Welcome Address of President Corazon Aquino on privatizing public corporations, December 9, 1986

Welcome Address
Excellency Corazon Aquino
President of the Philippines
On privatizing public corporations

[Delivered to the Philippine Opportunities for Entrepreneurs and Investors, December 9, 1986]


The President reiterates her commitment to strengthen free enterprise. She promises not to commit the previous administration’s mistake of practically running the economy. Her government is determined to dispose of non-performing assets and to hand the engine of the economy back to the private sector. She is convinced that that will lead to greater efficiency, productivity and private-sector cooperation.
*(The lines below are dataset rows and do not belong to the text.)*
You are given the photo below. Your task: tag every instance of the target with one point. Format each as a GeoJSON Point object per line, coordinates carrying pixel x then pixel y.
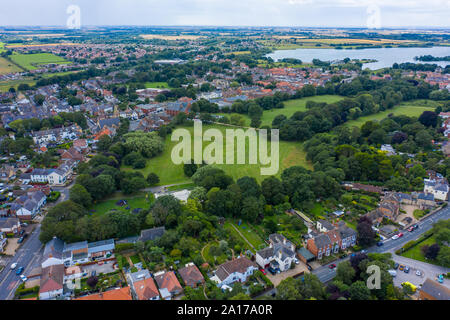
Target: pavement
{"type": "Point", "coordinates": [325, 274]}
{"type": "Point", "coordinates": [27, 256]}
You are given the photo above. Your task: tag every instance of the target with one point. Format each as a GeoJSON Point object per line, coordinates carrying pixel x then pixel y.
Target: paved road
{"type": "Point", "coordinates": [27, 256]}
{"type": "Point", "coordinates": [326, 274]}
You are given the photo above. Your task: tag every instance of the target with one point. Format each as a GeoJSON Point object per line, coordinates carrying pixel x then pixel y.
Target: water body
{"type": "Point", "coordinates": [385, 57]}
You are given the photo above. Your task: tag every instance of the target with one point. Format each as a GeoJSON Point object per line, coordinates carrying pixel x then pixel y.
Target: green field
{"type": "Point", "coordinates": [7, 66]}
{"type": "Point", "coordinates": [157, 85]}
{"type": "Point", "coordinates": [31, 61]}
{"type": "Point", "coordinates": [408, 109]}
{"type": "Point", "coordinates": [134, 202]}
{"type": "Point", "coordinates": [290, 107]}
{"type": "Point", "coordinates": [291, 154]}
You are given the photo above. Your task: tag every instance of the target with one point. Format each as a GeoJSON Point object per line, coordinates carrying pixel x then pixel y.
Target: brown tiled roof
{"type": "Point", "coordinates": [146, 289]}
{"type": "Point", "coordinates": [191, 275]}
{"type": "Point", "coordinates": [237, 265]}
{"type": "Point", "coordinates": [169, 281]}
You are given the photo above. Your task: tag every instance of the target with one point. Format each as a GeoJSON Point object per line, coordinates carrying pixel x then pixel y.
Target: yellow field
{"type": "Point", "coordinates": [168, 37]}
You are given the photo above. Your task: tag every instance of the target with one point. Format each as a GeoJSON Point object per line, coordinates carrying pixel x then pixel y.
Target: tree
{"type": "Point", "coordinates": [359, 291]}
{"type": "Point", "coordinates": [366, 235]}
{"type": "Point", "coordinates": [80, 195]}
{"type": "Point", "coordinates": [345, 273]}
{"type": "Point", "coordinates": [152, 179]}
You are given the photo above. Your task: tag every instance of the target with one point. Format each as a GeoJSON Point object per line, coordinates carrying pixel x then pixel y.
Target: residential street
{"type": "Point", "coordinates": [28, 256]}
{"type": "Point", "coordinates": [326, 274]}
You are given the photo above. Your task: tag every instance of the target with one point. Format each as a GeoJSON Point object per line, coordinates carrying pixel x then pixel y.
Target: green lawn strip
{"type": "Point", "coordinates": [291, 154]}
{"type": "Point", "coordinates": [410, 110]}
{"type": "Point", "coordinates": [134, 202]}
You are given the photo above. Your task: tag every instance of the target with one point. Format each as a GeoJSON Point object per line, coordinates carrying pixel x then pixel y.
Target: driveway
{"type": "Point", "coordinates": [427, 270]}
{"type": "Point", "coordinates": [276, 279]}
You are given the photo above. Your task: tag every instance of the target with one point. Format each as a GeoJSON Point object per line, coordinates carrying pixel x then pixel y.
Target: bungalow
{"type": "Point", "coordinates": [51, 284]}
{"type": "Point", "coordinates": [168, 284]}
{"type": "Point", "coordinates": [143, 286]}
{"type": "Point", "coordinates": [235, 270]}
{"type": "Point", "coordinates": [191, 276]}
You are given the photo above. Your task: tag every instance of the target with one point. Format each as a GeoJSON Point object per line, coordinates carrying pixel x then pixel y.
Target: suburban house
{"type": "Point", "coordinates": [438, 187]}
{"type": "Point", "coordinates": [110, 295]}
{"type": "Point", "coordinates": [238, 269]}
{"type": "Point", "coordinates": [9, 225]}
{"type": "Point", "coordinates": [51, 284]}
{"type": "Point", "coordinates": [279, 255]}
{"type": "Point", "coordinates": [143, 286]}
{"type": "Point", "coordinates": [168, 284]}
{"type": "Point", "coordinates": [431, 290]}
{"type": "Point", "coordinates": [191, 276]}
{"type": "Point", "coordinates": [27, 206]}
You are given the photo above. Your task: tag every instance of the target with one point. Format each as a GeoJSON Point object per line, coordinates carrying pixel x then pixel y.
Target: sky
{"type": "Point", "coordinates": [297, 13]}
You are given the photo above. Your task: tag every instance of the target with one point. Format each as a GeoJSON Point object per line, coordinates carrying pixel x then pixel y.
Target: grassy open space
{"type": "Point", "coordinates": [7, 66]}
{"type": "Point", "coordinates": [157, 85]}
{"type": "Point", "coordinates": [32, 61]}
{"type": "Point", "coordinates": [290, 107]}
{"type": "Point", "coordinates": [134, 202]}
{"type": "Point", "coordinates": [291, 154]}
{"type": "Point", "coordinates": [416, 253]}
{"type": "Point", "coordinates": [407, 109]}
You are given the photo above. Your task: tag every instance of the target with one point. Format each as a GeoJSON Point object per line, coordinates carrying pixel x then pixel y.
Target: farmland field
{"type": "Point", "coordinates": [7, 66]}
{"type": "Point", "coordinates": [410, 109]}
{"type": "Point", "coordinates": [30, 61]}
{"type": "Point", "coordinates": [291, 154]}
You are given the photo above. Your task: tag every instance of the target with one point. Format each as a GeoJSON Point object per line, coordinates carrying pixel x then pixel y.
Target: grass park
{"type": "Point", "coordinates": [411, 109]}
{"type": "Point", "coordinates": [32, 61]}
{"type": "Point", "coordinates": [291, 154]}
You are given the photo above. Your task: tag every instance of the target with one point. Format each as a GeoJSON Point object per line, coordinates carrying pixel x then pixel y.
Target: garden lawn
{"type": "Point", "coordinates": [291, 154]}
{"type": "Point", "coordinates": [411, 110]}
{"type": "Point", "coordinates": [415, 252]}
{"type": "Point", "coordinates": [32, 61]}
{"type": "Point", "coordinates": [134, 202]}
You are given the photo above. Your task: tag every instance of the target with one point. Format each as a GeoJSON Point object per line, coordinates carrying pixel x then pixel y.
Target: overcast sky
{"type": "Point", "coordinates": [325, 13]}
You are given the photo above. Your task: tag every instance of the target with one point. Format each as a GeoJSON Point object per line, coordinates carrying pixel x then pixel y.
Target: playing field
{"type": "Point", "coordinates": [290, 107]}
{"type": "Point", "coordinates": [33, 61]}
{"type": "Point", "coordinates": [7, 67]}
{"type": "Point", "coordinates": [407, 109]}
{"type": "Point", "coordinates": [291, 154]}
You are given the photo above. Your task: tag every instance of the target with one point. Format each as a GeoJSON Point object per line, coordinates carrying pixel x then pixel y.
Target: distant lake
{"type": "Point", "coordinates": [386, 57]}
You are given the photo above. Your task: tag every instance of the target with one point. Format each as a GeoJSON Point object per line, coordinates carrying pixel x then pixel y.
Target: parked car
{"type": "Point", "coordinates": [19, 271]}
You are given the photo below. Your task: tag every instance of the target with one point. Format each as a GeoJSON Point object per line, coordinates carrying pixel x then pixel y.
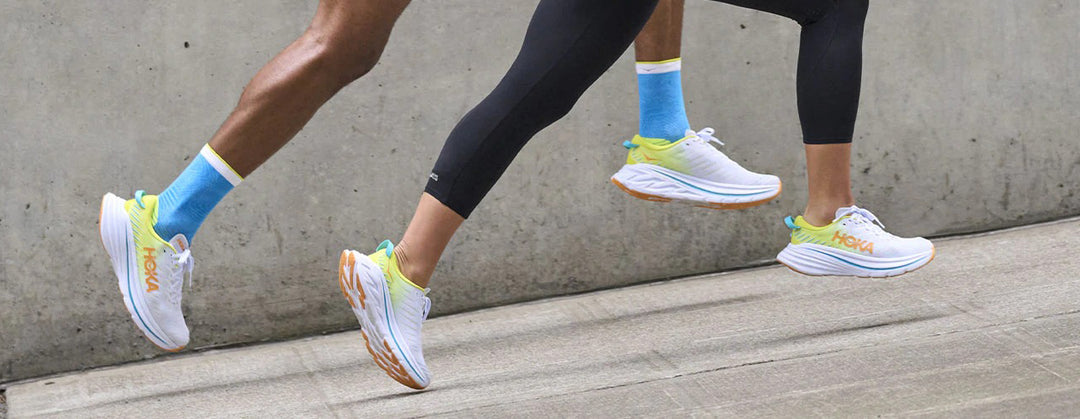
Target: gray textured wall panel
{"type": "Point", "coordinates": [968, 122]}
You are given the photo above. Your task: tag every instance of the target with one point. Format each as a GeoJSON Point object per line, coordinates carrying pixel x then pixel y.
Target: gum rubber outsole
{"type": "Point", "coordinates": [100, 231]}
{"type": "Point", "coordinates": [351, 282]}
{"type": "Point", "coordinates": [933, 254]}
{"type": "Point", "coordinates": [710, 205]}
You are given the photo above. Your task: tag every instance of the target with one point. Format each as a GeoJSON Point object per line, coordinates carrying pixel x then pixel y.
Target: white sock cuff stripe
{"type": "Point", "coordinates": [220, 165]}
{"type": "Point", "coordinates": [659, 67]}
I warmly welcome all of you to Phoenix, the acronym for “Philippine Opportunities for Entrepreneurs and Investors, ’86.”

The purpose of this conference is to open before you the path we have prepared for the privatization of government-owned and controlled corporations.

It has been said that the Philippines is merely paying lip service to privatization, with no real intention of implementing it. This conference is the first in a series aimed at providing the necessary vehicles for both buyers and sellers of government business assets and investments.

I am aware that business has wanted stability, coherence and predictability from Day One of my administration. So have we. Many forces however have been at work to prevent us from achieving this.

There are still those who up to now continue to play politics to the detriment of the vast majority of our countrymen who simply want to work and live in peace.

From the start these people had predicted we would not last beyond a few weeks. My predecessor, for instance, dogmatically asserted last April that in a month’s time the government would have fallen. The timetable has kept changing since but the mischief remains. Here I am, on my tenth month in office, determined as ever to serve out to the full the term of my contract with my people.

There is a sense of self-fulfilling prophecy which we must resist vigorously,

I am continuing to carry out my part of the bargain. Many of those who supported me came from your ranks, especially, as I had opened my campaign with a pledge to restore to private business the role of being the engine of the economy. Will you now carry out your part?

As of today, four of my original Ministers have been replaced in a manner consistent with my policy of forbearance. They had all helped considerably to bring down the dictatorship. It is possible that there will be more announcements in the coming days as we subject everything to continuing review. We are naturally concerned that if more changes are made, they will be for the better. Therefore we cannot be too careful in studying and selecting replacements.

We are committed to free enterprise, tempered by the need to see to it that policies do not reflect only the interests of the rich and powerful in our society, but rather that of the nation as a whole.

I created yesterday a body which will take care of disposing of the so-called non-performing assets.

The sale of government corporations is both a necessary measure to alleviate the very heavy strain on the national budget and an imperative of national economic growth and development based on the private sector.

We learned during the Marcos years the bitter lessons of government monopolies, profligate spending, and state intervention and control of business operations and market forces better left in the hands of business. We have learned, and are paying the price of the lesson, that possession of unchallenged economic power deadens initiative, discourages thrift, and depresses energy; that immunity from competition is a narcotic, and rivalry is a stimulant, to individual progress. That the spur of constant stress is necessary to counteract the natural tendency to let well enough alone.

This conference presents the various investment possibilities we are offering to investors. They present a wide range of industries: from shipbuilding to processed foods; from oil refining to hotels and tourist operations. And aswe commit to sell, we likewise pledge not to compete with the private sector in these businesses which properly belong to them.

We welcome foreign investments in areas where local investments have proved inadequate for meaningful development. We offer a climate of free enterprise, with a minimum of state regulation and protection. I said it before, we offer an environment where there are no fears and no favors; where some direct correlation is maintained between the growth and prosperity of a business and the amount of energy, pluck, intelligence, and personal investment that are put into it.

But we enthusiastically encourage and prefer investment partnerships with our local capital, because this is where the best prospect lies for long-term and healthy relationships between foreign enterprises and the domestic economy.

The true value of the assets that we offer are not in the balance sheets and the appraisal reports of the corporations on sale, for these reflect the tragic past of profligacy and incompetence on which we have resolutely turned our backs. Rather their true value is found in the hearts and minds of a people who have recovered the will to achieve and the spirit of sacrifice that are essential to the success of any enterprise.

Do not wait until conditions are ideal. To the fainthearted they will never be, and you will always come across them. For a true businessman, a risk is an opportunity.

Come and join us then in this new miracle of economic recovery and progress. Like the miracle of freedom you witnessed, this too will come through our united efforts.

Jobs and justice, food and freedom, to use the words of Senator Diokno, are our agenda. They are the components of that progress we hope to achieve and from which we can all benefit.